Bug 777966 - Replace regex <br> matching with replaceBrs(). r=lucasr

--HG-- extra : rebase_source : 0cbe7d9788e551ea1412cb014f92cd5b7b038093
2012-08-06 10:54:24 -07:00 · 2012-08-06 10:54:24 -07:00 · 51ae0e7114
--- a/mobile/android/chrome/content/Readability.js
+++ b/mobile/android/chrome/content/Readability.js
@ -73,7 +73,6 @@ Readability.prototype = {
    negative: /combx|comment|com-|contact|foot|footer|footnote|masthead|media|meta|outbrain|promo|related|scroll|shoutbox|sidebar|sponsor|shopping|tags|tool|widget/i,
    extraneous: /print|archive|comment|discuss|e[\-]?mail|share|reply|all|login|sign|single/i,
    divToPElements: /<(a|blockquote|dl|div|img|ol|p|pre|table|ul)/i,
-    replaceBrs: /(<br[^>]*>[ \n\r\t]*){2,}/gi,
    replaceFonts: /<(\/?)font[^>]*>/gi,
    trim: /^\s+|\s+$/g,
    normalize: /\s{2,}/g,
@ -283,11 +282,80 @@ Readability.prototype = {
      styleTags[st].textContent = "";
    }

-    // Turn all double br's into p's. Note, this is pretty costly as far
-    // as processing goes. Maybe optimize later.
-    doc.body.innerHTML =
-        doc.body.innerHTML.replace(this.REGEXPS.replaceBrs, '</p><p>').
-            replace(this.REGEXPS.replaceFonts, '<$1span>');
+    this._replaceBrs(doc.body);
+
+    doc.body.innerHTML = doc.body.innerHTML.replace(this.REGEXPS.replaceFonts, '<$1span>');
+  },
+
+  /**
+   * Replaces 2 or more successive <br> elements with a single <p>.
+   * Whitespace between <br> elements are ignored.
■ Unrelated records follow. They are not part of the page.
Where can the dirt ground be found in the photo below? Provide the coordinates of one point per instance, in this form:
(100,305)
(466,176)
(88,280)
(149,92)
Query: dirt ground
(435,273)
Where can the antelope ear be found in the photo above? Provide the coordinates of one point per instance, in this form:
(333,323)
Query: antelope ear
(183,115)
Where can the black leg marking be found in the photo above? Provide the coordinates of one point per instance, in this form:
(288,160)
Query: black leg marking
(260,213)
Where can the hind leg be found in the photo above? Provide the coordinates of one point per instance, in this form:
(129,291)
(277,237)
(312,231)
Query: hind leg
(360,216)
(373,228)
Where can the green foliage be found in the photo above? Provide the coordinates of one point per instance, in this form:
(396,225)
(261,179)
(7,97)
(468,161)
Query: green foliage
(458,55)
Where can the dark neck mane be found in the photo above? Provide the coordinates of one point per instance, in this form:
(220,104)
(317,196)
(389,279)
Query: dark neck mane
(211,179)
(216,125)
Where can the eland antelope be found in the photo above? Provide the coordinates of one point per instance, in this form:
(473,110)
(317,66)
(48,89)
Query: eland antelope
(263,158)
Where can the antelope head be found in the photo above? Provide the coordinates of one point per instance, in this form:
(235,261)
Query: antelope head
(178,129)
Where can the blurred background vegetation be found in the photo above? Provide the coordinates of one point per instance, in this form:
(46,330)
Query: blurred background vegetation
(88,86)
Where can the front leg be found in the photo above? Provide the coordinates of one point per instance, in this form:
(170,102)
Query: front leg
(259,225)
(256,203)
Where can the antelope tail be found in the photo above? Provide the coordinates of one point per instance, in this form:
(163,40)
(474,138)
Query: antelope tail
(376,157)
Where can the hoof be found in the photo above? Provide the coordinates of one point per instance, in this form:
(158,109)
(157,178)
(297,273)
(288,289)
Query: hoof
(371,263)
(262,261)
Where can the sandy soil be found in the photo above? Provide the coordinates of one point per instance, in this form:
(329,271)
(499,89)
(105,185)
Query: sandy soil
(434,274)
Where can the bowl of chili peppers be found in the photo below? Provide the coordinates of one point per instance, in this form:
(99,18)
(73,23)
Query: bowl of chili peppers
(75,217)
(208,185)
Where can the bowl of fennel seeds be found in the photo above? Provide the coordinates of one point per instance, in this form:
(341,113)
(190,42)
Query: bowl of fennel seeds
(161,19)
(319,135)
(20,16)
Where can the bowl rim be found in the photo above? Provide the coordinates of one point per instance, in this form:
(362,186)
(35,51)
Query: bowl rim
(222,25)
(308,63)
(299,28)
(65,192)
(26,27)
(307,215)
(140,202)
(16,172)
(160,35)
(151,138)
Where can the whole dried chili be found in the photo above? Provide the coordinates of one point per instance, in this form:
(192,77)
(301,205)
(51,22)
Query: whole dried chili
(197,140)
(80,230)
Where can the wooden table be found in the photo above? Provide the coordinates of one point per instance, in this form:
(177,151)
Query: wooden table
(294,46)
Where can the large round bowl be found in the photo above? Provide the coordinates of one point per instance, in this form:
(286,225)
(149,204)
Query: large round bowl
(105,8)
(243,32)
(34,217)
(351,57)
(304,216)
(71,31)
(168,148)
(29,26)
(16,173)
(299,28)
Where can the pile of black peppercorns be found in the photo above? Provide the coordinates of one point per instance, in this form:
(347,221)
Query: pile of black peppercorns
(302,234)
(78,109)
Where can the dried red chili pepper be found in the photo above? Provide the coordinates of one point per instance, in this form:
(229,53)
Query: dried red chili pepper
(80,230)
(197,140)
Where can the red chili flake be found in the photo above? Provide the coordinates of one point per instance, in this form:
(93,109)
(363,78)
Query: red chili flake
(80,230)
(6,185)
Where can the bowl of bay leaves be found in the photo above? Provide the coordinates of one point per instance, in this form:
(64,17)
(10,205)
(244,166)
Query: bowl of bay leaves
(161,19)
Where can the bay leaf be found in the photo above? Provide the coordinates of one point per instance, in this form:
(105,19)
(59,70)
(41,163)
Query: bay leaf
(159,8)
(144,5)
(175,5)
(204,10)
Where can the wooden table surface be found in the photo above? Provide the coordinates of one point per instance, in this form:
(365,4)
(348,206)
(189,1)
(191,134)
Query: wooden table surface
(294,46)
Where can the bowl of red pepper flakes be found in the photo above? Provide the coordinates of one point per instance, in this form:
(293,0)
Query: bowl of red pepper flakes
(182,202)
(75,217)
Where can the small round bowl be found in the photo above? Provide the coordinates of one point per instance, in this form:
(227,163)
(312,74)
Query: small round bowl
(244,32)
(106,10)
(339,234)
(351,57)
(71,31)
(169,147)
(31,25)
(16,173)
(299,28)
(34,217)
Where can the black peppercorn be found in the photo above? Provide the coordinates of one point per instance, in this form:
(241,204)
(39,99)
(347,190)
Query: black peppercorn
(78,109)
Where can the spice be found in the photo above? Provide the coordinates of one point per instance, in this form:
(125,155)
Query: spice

For example:
+   *   <div>foo<br>bar<br> <br><br>abc</div>
+   * will become:
+   *   <div>foo<br>bar<p>abc</p></div>
+   */
+  _replaceBrs: function (elem) {
+    // ignore whitespace between elements
+    let whitespace = /^\s*$/;
+
+    /**
+     * Finds the next element, starting from the given node, and ignoring
+     * whitespace in between. If the given node is an element, the same node is
+     * returned.
+     */
+    function nextElement(node) {
+      let next = node;
+      while (next
+          && (next.nodeType != Node.ELEMENT_NODE)
+          && !whitespace.test(next.textContent)) {
+        next = next.nextSibling;
+      }
+      return next;
+    }
+
+    let brs = elem.getElementsByTagName("br");
+    for (let i = 0; i < brs.length; i++) {
+      let br = brs[i];
+      let next = br.nextSibling;
+
+      // Whether 2 or more <br> elements have been found and replaced with a
+      // <p> block.
+      let replaced = false;
+
+      // If we find a <br> chain, remove the <br>s until we hit another element
+      // or non-whitespace. This leaves behind the first <br> in the chain
+      // (which will be replaced with a <p> later).
+      while ((next = nextElement(next)) && (next.tagName == "BR")) {
+        replaced = true;
+        let sibling = next.nextSibling;
+        next.parentNode.removeChild(next);
+        next = sibling;
+      }
+
+      // If we removed a <br> chain, replace the remaining <br> with a <p>. Add
+      // all sibling nodes as children of the <p> until we hit another <br>
+      // chain.
+      if (replaced) {
+        let p = this._doc.createElement("p");
+        br.parentNode.replaceChild(p, br);
+
+        next = p.nextSibling;
+        while (next) {
+          // If we've hit another <br><br>, we're done adding children to this <p>.
+          if (next.tagName == "BR") {
+            let nextElem = nextElement(next);
+            if (nextElem && nextElem.tagName == "BR") {
+              break;
+            }
+          }
+          
+          // Otherwise, make this node a child of the new <p>.
+          let sibling = next.nextSibling;
+          p.appendChild(next);
+          next = sibling;
+        }
+      }
+    }
  },

  /**
@ -1109,10 +1177,10 @@ Readability.prototype = {
          let responseHtml = r.responseText.replace(/\n/g,'\uffff').replace(/<script.*?>.*?<\/script>/gi, '');
          responseHtml = responseHtml.replace(/\n/g,'\uffff').replace(/<script.*?>.*?<\/script>/gi, '');
          responseHtml = responseHtml.replace(/\uffff/g,'\n').replace(/<(\/?)noscript/gi, '<$1div');
-          responseHtml = responseHtml.replace(this.REGEXPS.replaceBrs, '</p><p>');
          responseHtml = responseHtml.replace(this.REGEXPS.replaceFonts, '<$1span>');

          page.innerHTML = responseHtml;
+          this._replaceBrs(page);

          // Reset all flags for the next page, as they will search through it and
          // disable as necessary at the end of grabArticle.